The insurgents are showing such extreme activity that some stirring action may be looked for ere long.
We must not expect a pitched battle, for the insurgents are too wise to attempt to face the enormous force of Spain in a decisive engagement. They have been highly successful in their plan of harassing detachments of the Spanish army while on the march, destroying supplies, capturing outposts, and thwarting the plans of its leaders.
Captain-General Weyler has decided to give up the town of Bayamo in Santiago de Cuba.

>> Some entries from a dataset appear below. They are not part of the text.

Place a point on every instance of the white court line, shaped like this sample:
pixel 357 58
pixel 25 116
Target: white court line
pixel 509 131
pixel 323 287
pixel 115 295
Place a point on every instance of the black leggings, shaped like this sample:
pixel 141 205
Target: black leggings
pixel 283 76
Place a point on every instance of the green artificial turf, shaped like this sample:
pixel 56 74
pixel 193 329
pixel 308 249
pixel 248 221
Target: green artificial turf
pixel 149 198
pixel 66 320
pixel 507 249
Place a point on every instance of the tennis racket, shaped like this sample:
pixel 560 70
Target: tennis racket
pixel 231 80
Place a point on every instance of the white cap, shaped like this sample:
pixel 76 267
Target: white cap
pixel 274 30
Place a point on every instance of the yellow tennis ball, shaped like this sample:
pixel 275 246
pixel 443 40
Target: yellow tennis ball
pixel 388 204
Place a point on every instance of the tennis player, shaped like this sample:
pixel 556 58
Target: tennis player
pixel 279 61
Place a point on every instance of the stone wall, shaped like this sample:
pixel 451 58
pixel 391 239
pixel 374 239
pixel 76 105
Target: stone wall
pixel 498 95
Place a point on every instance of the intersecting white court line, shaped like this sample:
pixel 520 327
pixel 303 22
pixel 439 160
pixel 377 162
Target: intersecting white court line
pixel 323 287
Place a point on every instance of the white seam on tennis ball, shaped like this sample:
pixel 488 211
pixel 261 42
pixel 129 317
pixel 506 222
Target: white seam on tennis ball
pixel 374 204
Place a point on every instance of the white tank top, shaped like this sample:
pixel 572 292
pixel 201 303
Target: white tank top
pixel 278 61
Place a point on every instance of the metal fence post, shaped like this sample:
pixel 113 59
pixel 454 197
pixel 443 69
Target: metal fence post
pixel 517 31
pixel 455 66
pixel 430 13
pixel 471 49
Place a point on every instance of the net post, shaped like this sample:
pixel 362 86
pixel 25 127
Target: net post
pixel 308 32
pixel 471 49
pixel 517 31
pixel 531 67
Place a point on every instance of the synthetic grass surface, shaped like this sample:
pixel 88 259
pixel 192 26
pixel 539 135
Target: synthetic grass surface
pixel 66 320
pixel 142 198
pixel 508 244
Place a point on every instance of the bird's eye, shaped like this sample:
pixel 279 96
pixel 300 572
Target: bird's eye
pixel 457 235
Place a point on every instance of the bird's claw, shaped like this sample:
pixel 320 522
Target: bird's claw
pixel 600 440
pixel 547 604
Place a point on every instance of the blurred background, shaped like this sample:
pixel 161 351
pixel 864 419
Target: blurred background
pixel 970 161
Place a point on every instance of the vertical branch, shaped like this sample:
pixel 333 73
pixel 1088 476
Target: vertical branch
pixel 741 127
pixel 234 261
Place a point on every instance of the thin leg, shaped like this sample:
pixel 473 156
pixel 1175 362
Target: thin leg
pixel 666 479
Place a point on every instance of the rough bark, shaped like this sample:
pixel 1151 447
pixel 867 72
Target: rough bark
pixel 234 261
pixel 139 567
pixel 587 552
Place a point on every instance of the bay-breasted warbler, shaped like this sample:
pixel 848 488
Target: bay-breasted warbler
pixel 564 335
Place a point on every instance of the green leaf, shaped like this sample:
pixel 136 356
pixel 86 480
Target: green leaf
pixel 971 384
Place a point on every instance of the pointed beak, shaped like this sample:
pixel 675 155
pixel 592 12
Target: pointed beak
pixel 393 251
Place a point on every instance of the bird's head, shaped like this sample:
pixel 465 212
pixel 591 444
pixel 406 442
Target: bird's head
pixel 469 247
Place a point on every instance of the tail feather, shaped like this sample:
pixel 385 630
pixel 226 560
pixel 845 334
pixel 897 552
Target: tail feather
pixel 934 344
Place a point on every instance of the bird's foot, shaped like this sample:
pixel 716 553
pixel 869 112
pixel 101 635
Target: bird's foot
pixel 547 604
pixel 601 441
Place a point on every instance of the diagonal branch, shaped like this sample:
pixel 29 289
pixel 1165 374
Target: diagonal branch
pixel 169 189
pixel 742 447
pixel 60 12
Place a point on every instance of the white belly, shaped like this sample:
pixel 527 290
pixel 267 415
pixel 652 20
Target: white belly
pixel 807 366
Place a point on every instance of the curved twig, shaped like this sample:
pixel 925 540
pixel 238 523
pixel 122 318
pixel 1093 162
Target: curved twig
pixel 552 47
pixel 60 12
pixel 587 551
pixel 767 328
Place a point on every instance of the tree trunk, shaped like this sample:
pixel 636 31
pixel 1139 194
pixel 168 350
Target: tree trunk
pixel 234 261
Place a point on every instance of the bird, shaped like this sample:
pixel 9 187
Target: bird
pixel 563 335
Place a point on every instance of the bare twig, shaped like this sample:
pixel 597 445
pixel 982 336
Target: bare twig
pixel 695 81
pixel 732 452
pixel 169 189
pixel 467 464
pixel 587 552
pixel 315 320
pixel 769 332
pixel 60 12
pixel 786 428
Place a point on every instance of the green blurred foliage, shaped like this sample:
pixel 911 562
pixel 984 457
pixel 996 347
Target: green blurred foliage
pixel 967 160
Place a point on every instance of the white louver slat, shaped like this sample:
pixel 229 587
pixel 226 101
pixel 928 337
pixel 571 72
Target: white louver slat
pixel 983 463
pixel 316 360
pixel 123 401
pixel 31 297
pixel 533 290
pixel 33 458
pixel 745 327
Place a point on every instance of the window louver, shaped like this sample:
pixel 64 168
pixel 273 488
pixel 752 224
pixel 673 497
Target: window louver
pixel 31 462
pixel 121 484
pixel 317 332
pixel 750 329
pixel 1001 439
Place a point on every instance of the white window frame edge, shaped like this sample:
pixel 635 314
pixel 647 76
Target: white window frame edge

He has ordered the inhabitants to move to the town of Manzanillo, and has asked permission of the war department to burn Bayamo to the ground.
His reason for giving up Bayamo is that there is so much sickness among the troops in Santiago that they are not equal to the strain of checking the activity of the rebels and holding the town.
We have already told you how the rebels intercept every train of supplies that is despatched to the outlying cities, and it is easy to believe that the Spaniards have no light task in trying to hold these towns.
You will be glad to know that the crimes against the unfortunate soldiers are not to be allowed to go unpunished.
We told you of the shameful system of robbery that prevailed in the Spanish army; how the unprincipled officers took the money apportioned by the Government for the soldiers’ food, and, pocketing one-half of it, kept the poor fellows on the short rations they could purchase with the other half.
Two hundred Spanish officers and contractors for the army are now imprisoned at the fortress of La Cabana in Havana, under charges of fraud in provisioning the army.
Among these men are some of the highest officers: Colonels, Lieutenant-Colonels, Majors, and Captains.
The amount stolen by these men during the two years of the war is estimated at several millions. The truth of this wholesale robbery came to light when the soldiers protested against the bad food that was being given them. When they found their complaints were being unheeded they deserted in large numbers to the Cubans.
General Weyler then ordered the arrest of the robbers, and, as we have said, some two hundred Spaniards were accordingly imprisoned.
The Cubans have of late acquired so much war material through various successful filibustering expeditions that they now have more arms than soldiers for the insurgent army.
We told you some time ago that General Gomez had said that he could nearly double his force if he had weapons to put in the hands of the thousands who volunteered to join him, but that he had been obliged to refuse many of the men who flocked to his standard because he could not arm them. Now, however, that the situation has changed, a circular has been issued from the revolutionary headquarters, calling upon every insurgent at work in the towns to come and join the army.